During regular world-wide conference calls with staff, recent security incidents are discussed. “We find employees are much more receptive to learning when they feel its not a theoretical thing,” he said, “and when they hear it happened to someone in their office, someone they know, it’s more impactful.”
“Most organizations are doing traditional computer-based learning that in my opinion doesn’t have much positive impact. Fifteen minutes at a company meeting about incidents that happened to you are far more effective than an hour with PowerPoints where you have to click and say, ‘I agree,’ so HR can say you’ve had the training.”
”Don’t expect cyber security [training] to spread equally thin throughout the entire company, because you’re not going to have the budget to do everything you want. Focus on [departments] where the risk is.”
Greg Young, Ottawa-based vice-president of security at Trend Micro.
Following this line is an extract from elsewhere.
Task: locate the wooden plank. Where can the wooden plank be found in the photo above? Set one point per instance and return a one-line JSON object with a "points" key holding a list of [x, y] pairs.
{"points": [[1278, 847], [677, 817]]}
“Creativity” is the word he uses to describe what’s needed in any awareness program. “Anything you can do to shake it up” is valuable, including communicating the message that security is part of the work of employees in as many ways as possible: Email, posters, a Slack feed, newsletters and general staff meetings.
Even long-time employees need refresher courses, he adds.
Managers also have to be aware of emerging but unsafe technology that staff might want to sign up for, and offer a secure alternative (for example, instead of using company X’s cloud storage, use this one).
Rewarding staff for doing good security-related work – including a reward for developers who write code with no vulnerabilities – is a strategy he applauds. Another is giving them security tools for their home computers (like free antivirus) to help staff understand security awareness takes place everywhere.
Finally, remember that while October is cyber security awareness month, don’t take the rest of the year off.